From: Kenneth Whistler (kenw@sybase.com)
Date: Tue Jan 20 2004 - 14:27:09 EST
John Jenkins tried to present some usage cases for Han FVS
combinations, and Mike Ayers responded with a bunch more questions:
> Ummm - if this simplified form were used at all, wouldn't it already
> be encoded? Isn't there a process for getting such encoded? Has this
> process broken down, or have some of its assumptions been shown invalid?
If that simplified form were used at all, it would be *in use*, not
necessarily encoded. Not all Chinese printed material has gone
through a computer encoding to be set in type, and even material
that is represented via computerized typesetting may have been
set in fonts that apply regular simplification rules to some glyphs
that may not actually occur in the GB standards for these things.
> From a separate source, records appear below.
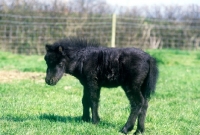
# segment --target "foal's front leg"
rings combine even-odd
[[[97,86],[90,87],[90,101],[92,111],[92,123],[97,124],[100,121],[98,108],[99,108],[100,88]]]
[[[82,120],[89,122],[90,121],[90,99],[89,99],[89,92],[86,87],[84,87],[83,90],[83,98],[82,98],[82,104],[83,104],[83,116]]]
[[[92,111],[92,122],[94,124],[100,121],[98,114],[98,104],[100,98],[100,88],[95,83],[89,83],[87,86],[84,86],[84,95],[82,99],[83,104],[83,117],[84,121],[90,121],[90,111]]]

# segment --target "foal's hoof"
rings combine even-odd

> Huh? You forgot the part about "the font designer psychically
> already knew how Mr. Turtle draws his name and encoded the glyph for it,
The fact is that thousands of such oddball variants already *do* exist
in print, which means that some "font designer" someplace already did
so. Well, the instance in "print" may actually be a handwritten or
carved form. They are less likely to occur at random in modern computer
fonts, but even there, more or less random collection of "gaiji" get
added to the fonts and then may be used in one context or another.
> ... Are you saying
> that there is a known limit to the number of character variants, and that
> there is an establishable correspondence between these variants such that a
> logical connection between a variant and one of a set of FSV is possible?
> Call me skeptical...
The real problem that the committee is dealing with is that there are
a number of significant collections of such kinds of variants,
particularly in Japan. And ways need to be found to interoperate with
software that implements such lists, lest de facto alternate
encodings spring up that would undermine the case for universal usage of
Unicode in East Asia.
To date, extensions to Unicode including variants of already-encoded
characters, have ended up just being the adding of more variants as
"unified" Han characters. But carried too far, that dilutes the
identity of the core character itself.
The alternative being investigated is to consider such things as
turtle-variant-17 to simply be representable by a sequence such
as <2A6C9, E0180>, rather than having to add yet *another* variant
turtle character on its own.
> Whoa, Nellie!
>
> Did "represent newly discovered characters" creep into the mission
> statement of plain text when I wasn't looking?
This has *always* been part of the agenda of the encoding committees.
If you are representing Han data as Unicode plain text, and you
run into a "newly discovered character", you are stuck. Your options
are:
1. Use a "geta" (U+3013), i.e. throw up your hands and punt.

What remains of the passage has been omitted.